It’s been six days since I’ve posted, and five of the six were bad days. There have been times in the past when I couldn’t think of much to write about, but lately the problem has been that I had too much to say. I was afraid that if I began to write what I was thinking, the words would pour out of me so fast I wouldn’t be able to hold any of them back, even the ones I wouldn’t normally say in polite company.
Fortunately, I spent a wonderful Easter with my family, and that was enough to mellow me out a little bit. It was a resurrection of my spirit, in a way.
What had me so riled up was politics. I’m so invested in this presidential race that you’d think one of my children was running for office. I’ve spent hours and hours watching TV, trying to broaden my understanding of all the candidates’ points of view, and then more hours online, researching the truth behind all the “he said/she said” stuff. When I’ve seen inflammatory snippets of speeches, I’ve gone in search of text and videos to view those snippets in context, and I’ve been appalled that so many so-called “journalists” have been willing to pull a contentious word or phrase out of an otherwise sensible speech and leave it to stand out there on it’s own, a sound bite to stir controversy.
I understand about ratings.
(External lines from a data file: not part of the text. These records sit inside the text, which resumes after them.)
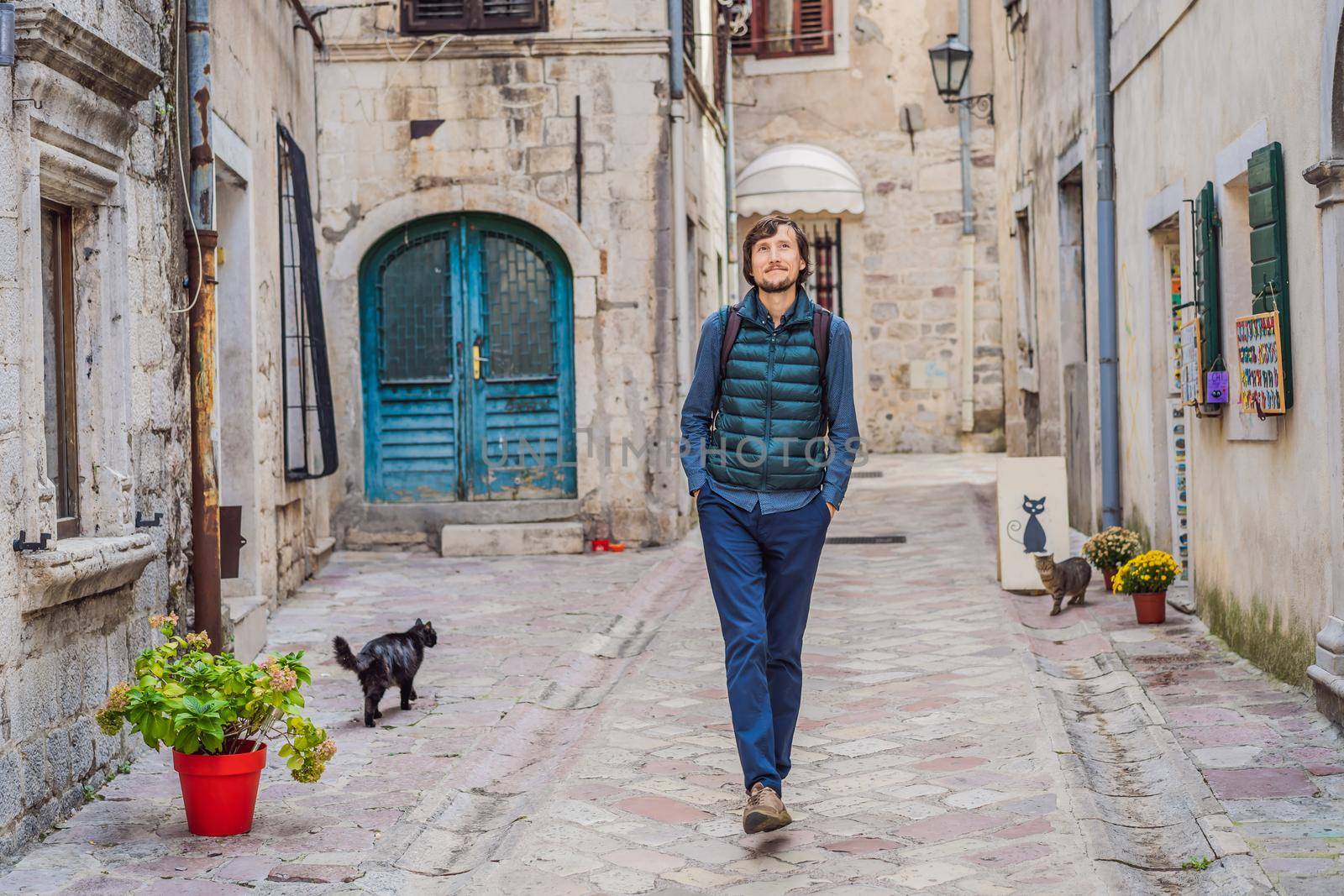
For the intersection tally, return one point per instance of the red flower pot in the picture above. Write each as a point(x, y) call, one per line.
point(219, 792)
point(1151, 607)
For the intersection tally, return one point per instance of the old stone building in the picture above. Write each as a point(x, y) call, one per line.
point(94, 414)
point(497, 206)
point(842, 127)
point(1226, 202)
point(93, 409)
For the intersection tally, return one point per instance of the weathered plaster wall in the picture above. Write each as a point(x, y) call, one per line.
point(1258, 510)
point(1043, 100)
point(264, 73)
point(902, 262)
point(507, 145)
point(73, 618)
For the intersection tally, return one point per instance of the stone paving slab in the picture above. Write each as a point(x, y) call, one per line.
point(573, 738)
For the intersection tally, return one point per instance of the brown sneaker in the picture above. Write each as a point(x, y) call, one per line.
point(765, 810)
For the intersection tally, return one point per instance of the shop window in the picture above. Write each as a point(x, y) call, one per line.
point(781, 29)
point(430, 16)
point(58, 351)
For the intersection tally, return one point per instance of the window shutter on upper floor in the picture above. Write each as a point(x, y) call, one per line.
point(810, 29)
point(1206, 278)
point(1269, 248)
point(813, 26)
point(474, 15)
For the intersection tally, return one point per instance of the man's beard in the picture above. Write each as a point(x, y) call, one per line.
point(777, 288)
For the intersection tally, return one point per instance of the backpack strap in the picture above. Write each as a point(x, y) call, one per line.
point(730, 335)
point(822, 342)
point(732, 325)
point(822, 338)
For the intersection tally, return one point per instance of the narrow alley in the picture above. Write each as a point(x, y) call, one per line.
point(573, 738)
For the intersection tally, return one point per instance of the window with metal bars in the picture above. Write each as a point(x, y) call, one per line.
point(788, 29)
point(824, 244)
point(309, 421)
point(484, 16)
point(58, 351)
point(689, 39)
point(721, 56)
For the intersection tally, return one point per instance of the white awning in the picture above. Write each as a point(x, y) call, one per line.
point(799, 177)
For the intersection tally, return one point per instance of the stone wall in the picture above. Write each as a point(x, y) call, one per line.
point(73, 617)
point(902, 255)
point(507, 145)
point(281, 520)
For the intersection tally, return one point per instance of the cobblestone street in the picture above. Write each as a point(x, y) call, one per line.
point(573, 738)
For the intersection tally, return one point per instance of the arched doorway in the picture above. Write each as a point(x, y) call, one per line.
point(467, 343)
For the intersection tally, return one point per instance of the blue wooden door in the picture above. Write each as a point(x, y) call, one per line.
point(468, 363)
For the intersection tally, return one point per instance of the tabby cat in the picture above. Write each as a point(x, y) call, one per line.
point(1068, 578)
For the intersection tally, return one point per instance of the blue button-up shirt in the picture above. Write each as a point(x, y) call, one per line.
point(698, 412)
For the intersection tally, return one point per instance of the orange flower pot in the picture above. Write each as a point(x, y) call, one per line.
point(1151, 609)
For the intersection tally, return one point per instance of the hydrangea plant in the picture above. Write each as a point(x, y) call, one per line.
point(201, 703)
point(1149, 573)
point(1112, 548)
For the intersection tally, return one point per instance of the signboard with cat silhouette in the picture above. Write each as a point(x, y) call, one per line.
point(1032, 517)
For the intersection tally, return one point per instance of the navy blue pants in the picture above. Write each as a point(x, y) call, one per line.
point(761, 571)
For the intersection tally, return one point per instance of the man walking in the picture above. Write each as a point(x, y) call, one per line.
point(768, 438)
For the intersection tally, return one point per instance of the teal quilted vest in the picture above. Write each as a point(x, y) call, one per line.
point(769, 434)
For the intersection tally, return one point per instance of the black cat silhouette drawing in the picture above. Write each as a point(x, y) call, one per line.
point(1034, 535)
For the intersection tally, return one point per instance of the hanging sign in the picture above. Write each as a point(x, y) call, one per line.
point(1260, 354)
point(1215, 387)
point(1191, 379)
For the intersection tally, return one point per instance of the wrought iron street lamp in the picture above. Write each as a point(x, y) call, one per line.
point(951, 66)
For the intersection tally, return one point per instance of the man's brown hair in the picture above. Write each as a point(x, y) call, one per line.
point(766, 228)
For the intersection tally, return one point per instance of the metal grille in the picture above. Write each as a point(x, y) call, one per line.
point(414, 313)
point(447, 8)
point(306, 382)
point(824, 238)
point(517, 282)
point(507, 8)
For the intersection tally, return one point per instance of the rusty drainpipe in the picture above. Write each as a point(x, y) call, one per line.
point(202, 239)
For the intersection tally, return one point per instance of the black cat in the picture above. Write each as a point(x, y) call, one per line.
point(1034, 539)
point(394, 658)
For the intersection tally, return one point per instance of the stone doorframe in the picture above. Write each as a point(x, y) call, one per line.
point(1328, 177)
point(585, 259)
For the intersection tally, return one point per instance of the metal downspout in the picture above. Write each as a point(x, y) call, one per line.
point(968, 244)
point(680, 304)
point(730, 181)
point(1106, 311)
point(202, 239)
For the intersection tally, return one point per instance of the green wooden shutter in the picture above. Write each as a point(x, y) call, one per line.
point(1269, 248)
point(1206, 278)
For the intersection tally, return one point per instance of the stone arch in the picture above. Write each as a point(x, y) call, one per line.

Even though it angers me to listen to certain reporters’ more unconscionable (read “twisted”) interpretations of a candidate’s actions or remarks, even though I think some of them take perverse pleasure in disseminating misinformation, I get it. In this day and age, newscasters are motivated more by the ratings than they are by the truth. Where’s Walter Cronkite when we need him?
That complaint notwithstanding, it wasn’t even biased news reporting that upset me so much last week. What really shook me was reading some of the online comments left on political websites by “average American” supporters of all three major candidates. I can’t recall the last time I’ve been exposed to so much vile, vitriolic language, so much hate speech, so much meanness, nastiness and, yes, ignorance.
Where do all these people come from? Do they live under rocks? I don’t want to know people who would write such hateful things, and it scares me to think people like that walk freely among us. It seems to me that if someone is bright enough to use a computer to spew hatred onto the Internet (much of it badly spelled, by the way), they ought to have sense enough to search out the whole story before they contaminate cyberspace with their animosity.
I’ll tell you what: I’m really glad to be an American. There’s never been anywhere else on earth I’ve wanted to live. But proud? Well, yeah, of course I’m proud – just not as proud as I used to be.
Somewhere along the way, our message has changed, a change that's even reflected in our music. In the early ‘80s, we listened to the radio and heard words like, “I’m proud to be an American where at least I know I’m free.” More recently, the attitude we’ve projected to the world has been, “We’ll put a boot in your a$$, it’s the American way.” When did that change happen, exactly?
I know there’s nothing “average” about my regular readers, but I need to hear from you. Please reassure me that the kind of hostility I've described is not representative of the “average” Americans you know.